3 Ninjas is a gimmicky children’s film about three brothers who help their FBI-agent father take out a drug kingpin, all the while using the ninja skills taught to them by their Asian grandfather to outwit, outmaneuver, and outfight their opponents. It’s the kind of movie kids live for, with the youngsters in the thick of the action; and it thankfully makes no bones about it.
In fact, 3 Ninjas seems to relish in its own absurdity, with such odd ideas about ninjas and martial arts that I cannot help but love its downright silliness. For example, apparently, if you master martial arts, you are also a skillful basketball player who can dunk like Jordan. Also, in the event of being kidnapped and trapped on a shipping boat, you can outsmart the foolish ninjas guarding you (one of whom is named, “Frank”) and defeat numerous armed henchman who supposedly train constantly and wield swords.
As a child, I bought into this silly “artistic license” as true and felt that I, too, could defeat any opponent who dared battle me. As an adult, I just enjoy watching the absurdity of the whole thing–which surprised because I figure’d the movie would be awful from my “matured” perspective.

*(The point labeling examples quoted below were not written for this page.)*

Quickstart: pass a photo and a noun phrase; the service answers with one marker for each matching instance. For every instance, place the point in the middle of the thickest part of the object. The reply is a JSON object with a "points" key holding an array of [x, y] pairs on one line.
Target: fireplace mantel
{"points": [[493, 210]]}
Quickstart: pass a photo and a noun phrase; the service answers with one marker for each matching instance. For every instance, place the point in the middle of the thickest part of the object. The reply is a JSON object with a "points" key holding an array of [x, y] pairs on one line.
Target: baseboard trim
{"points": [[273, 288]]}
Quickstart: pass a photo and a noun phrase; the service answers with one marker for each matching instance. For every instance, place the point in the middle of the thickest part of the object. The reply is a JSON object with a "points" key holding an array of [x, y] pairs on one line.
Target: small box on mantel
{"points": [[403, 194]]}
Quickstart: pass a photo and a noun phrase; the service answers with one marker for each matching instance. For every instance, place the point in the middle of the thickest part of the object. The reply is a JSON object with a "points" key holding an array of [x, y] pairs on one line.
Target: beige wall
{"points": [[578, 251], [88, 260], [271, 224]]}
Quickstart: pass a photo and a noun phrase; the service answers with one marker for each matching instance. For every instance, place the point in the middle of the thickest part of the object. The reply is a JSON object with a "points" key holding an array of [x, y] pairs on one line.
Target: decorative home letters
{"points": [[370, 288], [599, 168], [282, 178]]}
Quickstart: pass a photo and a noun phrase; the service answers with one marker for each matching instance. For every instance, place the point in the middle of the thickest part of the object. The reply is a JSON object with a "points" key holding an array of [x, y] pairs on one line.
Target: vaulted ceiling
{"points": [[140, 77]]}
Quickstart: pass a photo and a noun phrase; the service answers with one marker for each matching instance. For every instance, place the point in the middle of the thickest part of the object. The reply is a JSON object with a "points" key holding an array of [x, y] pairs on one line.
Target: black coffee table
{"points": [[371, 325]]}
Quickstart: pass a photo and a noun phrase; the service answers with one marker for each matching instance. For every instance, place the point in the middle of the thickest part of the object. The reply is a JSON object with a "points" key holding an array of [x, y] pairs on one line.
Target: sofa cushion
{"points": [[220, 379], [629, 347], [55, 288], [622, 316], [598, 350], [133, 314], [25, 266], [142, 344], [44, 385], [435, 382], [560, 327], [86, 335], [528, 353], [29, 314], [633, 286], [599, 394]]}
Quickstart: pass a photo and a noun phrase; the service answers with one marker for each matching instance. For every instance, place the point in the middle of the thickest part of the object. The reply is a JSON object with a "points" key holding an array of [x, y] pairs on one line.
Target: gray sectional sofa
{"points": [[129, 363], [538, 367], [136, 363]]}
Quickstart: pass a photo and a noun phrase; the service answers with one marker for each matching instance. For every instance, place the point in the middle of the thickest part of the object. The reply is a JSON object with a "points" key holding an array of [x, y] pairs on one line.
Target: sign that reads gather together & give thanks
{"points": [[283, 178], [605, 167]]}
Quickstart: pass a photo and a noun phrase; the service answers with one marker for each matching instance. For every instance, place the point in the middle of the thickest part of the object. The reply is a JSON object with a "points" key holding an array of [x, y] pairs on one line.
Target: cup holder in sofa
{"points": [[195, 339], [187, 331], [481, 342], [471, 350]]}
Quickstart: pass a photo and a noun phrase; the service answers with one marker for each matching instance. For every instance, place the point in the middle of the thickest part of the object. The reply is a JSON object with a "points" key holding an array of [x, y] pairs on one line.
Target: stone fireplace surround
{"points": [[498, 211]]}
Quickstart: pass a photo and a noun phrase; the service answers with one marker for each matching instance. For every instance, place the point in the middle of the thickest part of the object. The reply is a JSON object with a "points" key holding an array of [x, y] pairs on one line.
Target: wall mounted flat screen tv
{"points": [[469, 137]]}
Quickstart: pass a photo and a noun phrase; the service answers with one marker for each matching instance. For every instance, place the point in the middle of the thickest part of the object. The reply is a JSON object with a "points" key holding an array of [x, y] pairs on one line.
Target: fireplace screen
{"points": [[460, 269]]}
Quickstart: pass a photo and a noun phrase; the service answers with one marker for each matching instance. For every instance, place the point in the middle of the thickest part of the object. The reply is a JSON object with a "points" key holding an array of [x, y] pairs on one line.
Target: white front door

But I found it ever as funny and entertaining, as I ever have, with the jokes still ringing true and the action being ever as silly and fun as I remembered.
Because of this, I am giving 3 Ninjas a resounding 7 and calling it one of my favorites; at least for now. Perhaps upon further viewings, it will lose its power…or maybe this is all just reflective of how little my tastes have matured in the last 15 years.